The Madness of Boy George
The thing you need to remember about George Alan O’Dowd is that he is a huge hulking brute of a man. Towering over 6 ft with hands like shovels, he looks like the well-fed son of an Irish navvy – which, coincidentally, is what he is. So marking him down as some kind of auteur of androgyny is stretching the truth a touch. At the peak of his Eighties fame he looked like a big old drag-queen who’d overdone the foundation. The Madness of Boy George would have you believe that he had a generation of youth confused as to whether he was a boy or a girl. Don’t be silly. Anybody who fancied Boy George was all about the cock – not that there’s anything wrong with that.
"Towering over 6 ft with hands like shovels, he looks like the well-fed son of an Irish navvy – which, coincidentally, is what he is."

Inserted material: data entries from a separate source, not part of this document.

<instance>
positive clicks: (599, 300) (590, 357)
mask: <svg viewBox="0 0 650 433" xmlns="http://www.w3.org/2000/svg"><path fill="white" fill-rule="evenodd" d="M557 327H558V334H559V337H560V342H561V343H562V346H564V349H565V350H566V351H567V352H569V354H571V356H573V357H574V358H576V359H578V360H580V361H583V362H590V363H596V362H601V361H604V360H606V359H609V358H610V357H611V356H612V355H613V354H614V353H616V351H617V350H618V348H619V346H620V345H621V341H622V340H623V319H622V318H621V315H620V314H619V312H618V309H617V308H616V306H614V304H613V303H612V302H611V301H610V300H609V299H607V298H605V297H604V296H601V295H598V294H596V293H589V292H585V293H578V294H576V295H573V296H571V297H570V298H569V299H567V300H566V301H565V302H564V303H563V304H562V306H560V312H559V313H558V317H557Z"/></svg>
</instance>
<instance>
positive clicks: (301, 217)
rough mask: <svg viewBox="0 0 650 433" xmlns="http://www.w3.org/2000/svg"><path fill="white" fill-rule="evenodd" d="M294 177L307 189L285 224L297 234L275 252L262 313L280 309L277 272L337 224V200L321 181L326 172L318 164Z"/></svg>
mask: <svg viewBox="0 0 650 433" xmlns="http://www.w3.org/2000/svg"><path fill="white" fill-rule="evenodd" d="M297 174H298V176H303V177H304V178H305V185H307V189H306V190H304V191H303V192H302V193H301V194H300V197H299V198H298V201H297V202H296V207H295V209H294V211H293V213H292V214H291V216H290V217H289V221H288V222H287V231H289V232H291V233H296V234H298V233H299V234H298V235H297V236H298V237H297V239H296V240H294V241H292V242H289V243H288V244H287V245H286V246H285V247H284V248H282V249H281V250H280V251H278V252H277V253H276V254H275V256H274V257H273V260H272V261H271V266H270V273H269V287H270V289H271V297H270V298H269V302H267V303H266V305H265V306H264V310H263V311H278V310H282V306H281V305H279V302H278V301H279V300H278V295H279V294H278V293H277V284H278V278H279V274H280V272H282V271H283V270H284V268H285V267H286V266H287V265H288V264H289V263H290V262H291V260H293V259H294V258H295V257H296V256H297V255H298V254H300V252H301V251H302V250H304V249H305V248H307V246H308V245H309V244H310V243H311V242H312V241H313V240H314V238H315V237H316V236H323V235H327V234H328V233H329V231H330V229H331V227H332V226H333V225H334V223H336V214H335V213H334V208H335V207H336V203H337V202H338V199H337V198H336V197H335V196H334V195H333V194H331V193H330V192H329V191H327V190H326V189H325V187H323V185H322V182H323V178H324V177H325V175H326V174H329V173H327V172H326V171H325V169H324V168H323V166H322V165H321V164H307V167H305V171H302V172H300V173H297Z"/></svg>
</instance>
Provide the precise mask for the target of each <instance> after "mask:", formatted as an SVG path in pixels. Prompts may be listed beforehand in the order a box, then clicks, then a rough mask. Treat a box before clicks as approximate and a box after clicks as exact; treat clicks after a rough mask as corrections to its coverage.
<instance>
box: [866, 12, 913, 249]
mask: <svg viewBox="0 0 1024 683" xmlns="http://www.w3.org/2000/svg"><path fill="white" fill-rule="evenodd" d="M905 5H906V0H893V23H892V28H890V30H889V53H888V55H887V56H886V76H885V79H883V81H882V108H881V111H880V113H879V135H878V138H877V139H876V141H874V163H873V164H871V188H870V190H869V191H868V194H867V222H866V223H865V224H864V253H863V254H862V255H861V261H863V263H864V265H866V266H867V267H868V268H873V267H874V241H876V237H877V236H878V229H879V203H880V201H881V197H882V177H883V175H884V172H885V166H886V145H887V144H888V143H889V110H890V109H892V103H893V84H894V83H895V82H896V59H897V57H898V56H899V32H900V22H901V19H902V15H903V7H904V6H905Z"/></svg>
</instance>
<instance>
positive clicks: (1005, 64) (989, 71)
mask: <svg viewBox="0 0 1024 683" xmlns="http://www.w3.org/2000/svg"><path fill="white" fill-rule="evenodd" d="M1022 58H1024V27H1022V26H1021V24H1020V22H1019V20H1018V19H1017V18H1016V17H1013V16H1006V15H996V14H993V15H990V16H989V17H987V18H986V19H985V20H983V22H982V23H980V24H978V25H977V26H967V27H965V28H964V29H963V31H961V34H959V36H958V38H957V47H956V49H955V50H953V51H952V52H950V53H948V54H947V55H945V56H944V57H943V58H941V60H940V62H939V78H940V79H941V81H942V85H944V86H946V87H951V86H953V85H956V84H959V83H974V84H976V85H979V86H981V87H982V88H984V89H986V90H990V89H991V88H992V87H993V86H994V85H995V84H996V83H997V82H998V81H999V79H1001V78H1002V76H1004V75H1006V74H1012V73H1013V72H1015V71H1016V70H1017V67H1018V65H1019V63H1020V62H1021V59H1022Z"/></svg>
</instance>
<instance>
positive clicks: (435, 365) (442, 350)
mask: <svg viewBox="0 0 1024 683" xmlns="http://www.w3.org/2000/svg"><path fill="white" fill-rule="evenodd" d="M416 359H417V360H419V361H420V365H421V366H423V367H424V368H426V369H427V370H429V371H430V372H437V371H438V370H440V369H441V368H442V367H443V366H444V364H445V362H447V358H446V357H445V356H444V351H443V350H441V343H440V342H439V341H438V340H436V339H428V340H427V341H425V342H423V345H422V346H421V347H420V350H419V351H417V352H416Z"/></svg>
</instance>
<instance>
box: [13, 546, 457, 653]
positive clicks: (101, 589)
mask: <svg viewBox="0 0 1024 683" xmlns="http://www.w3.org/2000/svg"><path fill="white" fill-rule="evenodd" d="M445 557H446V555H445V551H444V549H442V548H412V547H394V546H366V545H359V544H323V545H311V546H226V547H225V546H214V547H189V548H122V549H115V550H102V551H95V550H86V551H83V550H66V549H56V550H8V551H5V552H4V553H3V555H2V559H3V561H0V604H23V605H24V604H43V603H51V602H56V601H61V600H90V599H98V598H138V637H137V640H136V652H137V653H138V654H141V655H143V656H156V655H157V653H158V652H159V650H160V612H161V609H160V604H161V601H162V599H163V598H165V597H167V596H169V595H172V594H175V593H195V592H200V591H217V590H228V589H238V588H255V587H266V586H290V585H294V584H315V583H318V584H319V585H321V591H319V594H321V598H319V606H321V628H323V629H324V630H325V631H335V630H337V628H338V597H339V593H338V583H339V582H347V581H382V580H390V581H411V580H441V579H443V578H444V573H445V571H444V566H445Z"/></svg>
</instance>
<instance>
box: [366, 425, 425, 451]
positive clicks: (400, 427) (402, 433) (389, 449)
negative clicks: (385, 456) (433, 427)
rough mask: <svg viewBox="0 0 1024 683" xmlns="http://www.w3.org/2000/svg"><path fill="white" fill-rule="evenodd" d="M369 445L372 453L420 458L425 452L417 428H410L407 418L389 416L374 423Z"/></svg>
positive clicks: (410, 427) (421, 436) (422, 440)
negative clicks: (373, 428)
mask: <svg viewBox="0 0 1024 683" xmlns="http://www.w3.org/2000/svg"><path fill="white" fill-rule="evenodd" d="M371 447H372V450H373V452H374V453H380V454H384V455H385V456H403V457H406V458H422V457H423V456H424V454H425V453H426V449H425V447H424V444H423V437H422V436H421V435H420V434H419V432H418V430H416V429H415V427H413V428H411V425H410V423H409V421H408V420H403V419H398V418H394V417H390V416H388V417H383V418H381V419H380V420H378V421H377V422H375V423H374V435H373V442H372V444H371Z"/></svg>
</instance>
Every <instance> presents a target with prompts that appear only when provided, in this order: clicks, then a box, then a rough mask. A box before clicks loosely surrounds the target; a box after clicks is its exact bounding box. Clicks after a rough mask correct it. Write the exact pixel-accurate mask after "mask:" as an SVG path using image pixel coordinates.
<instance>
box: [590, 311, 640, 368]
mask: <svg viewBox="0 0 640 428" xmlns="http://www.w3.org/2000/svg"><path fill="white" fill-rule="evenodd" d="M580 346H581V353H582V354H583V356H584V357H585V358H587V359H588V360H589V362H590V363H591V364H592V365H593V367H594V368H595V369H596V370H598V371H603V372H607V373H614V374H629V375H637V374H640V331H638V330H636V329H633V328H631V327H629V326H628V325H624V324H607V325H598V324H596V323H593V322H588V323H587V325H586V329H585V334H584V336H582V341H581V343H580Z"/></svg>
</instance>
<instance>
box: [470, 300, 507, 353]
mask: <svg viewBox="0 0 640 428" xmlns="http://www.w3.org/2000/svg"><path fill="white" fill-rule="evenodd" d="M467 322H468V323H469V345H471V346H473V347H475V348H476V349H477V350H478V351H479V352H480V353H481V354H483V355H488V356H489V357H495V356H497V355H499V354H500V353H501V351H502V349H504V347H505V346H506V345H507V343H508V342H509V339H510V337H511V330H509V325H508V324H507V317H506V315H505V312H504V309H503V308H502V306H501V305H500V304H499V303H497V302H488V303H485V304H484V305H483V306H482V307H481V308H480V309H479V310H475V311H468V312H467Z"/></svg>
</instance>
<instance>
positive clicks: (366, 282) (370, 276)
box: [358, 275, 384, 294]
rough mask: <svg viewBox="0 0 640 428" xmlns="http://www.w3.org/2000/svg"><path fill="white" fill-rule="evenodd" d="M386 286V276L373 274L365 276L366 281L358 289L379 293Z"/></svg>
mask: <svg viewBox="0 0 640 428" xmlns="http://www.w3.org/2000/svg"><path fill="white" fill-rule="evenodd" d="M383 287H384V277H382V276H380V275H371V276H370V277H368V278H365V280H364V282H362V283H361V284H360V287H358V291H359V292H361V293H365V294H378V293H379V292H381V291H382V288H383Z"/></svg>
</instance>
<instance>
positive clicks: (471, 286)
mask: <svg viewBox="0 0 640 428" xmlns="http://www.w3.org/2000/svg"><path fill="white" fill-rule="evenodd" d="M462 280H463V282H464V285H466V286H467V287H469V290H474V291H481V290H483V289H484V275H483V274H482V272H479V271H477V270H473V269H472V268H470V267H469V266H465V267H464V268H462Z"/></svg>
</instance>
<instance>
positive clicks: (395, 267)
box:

In what was a generally pretty entertaining documentary covering Boy George’s colourful past while following him in his tumultuous present there was a fairly annoying rewriting of history, plainly part of the same widespread conspiracy to convince the yoot that the Eighties were anything other than a cultural desert. On Boy George dressing a bit like a girl, Marc Almond said "how the hell did he get away with it?". Eh? This is Britain in the 1980s. Danny La Rue still loomed large at every Royal Variety Performance; the waifish ghouls of punk still roamed the streets. We’d had Bowie, Bolan and music hall. Boy George was able to get away with it because he was exactly the kind of chatty non-threatening homosexual who delivered your granny’s meals-on-wheels and changed Auntie Ada‘s incontinence pad. Part of a long tradition, then, no sexual revolutionary surely.
"Jon Moss had difficulty reconciling being bummed every night with being a straight acting gay."
What George was, in fact, was a very fine singer and gifted songwriter which, combined with his down-to-earth common touch and biting wit made him the acceptable face of eccentric British camp. His disintegration from cuddly theatrical homo into fat smackhead sex apocalypse coincided with the deterioration of his relationship with Culture Club drummer Jon Moss who had difficulty reconciling being bummed every night with being a straight acting gay. As George pointed out "straight acting" means it’s an act. "You don’t look very straight with a cock in your mouth do you?” Quite.
"Andrew Lloyd Webber was ‘an ugly cunt’. Guy Chambers was ‘an arrogant cunt’. Madonna was ‘a vile cunt’. He makes Aerial Telly sound complimentary."
Throughout the documentary George was his entertaining catty self, quite happy to hold forth on the character defects of other celebrities. Andrew Lloyd Webber was ‘an ugly cunt’. Guy Chambers was ‘an arrogant cunt’. Madonna was ‘a vile cunt’. He makes Aerial Telly sound complimentary. As reporters clamoured around him to find out what his community service entailed he quipped "I’m teaching basketball in Harlem. I’m taking it straight to the hoop". If that had been Graham Norton he’d have made a joke about widening the ring, I expect.
"Boy George is not the type of celebrity who just fades away. Persistently good value, its good to have him around."
He trawls the Web looking for male escorts, he confusingly speaks in a Jamaican accent for no obvious reason (though an impromptu rap couplet suggested this may have been a dig at the revolting Jamaican fagbashers of reggae), he DJs at achingly trendy club spots, writes bitter love songs and bitches about other celebrities like they’ve just shat on his doorstep. Boy George is not the type of celebrity who just fades away. Persistently good value, it’s good to have him around.
The best thing about it: His candid assessment of celebrities
The worst thing about it: Marc Almond trying to convince us that Culture Club’s career took place in the 1880s, not the 1980s.
The verdict on The Madness of Boy George : I’d love to see the remarks they cut out.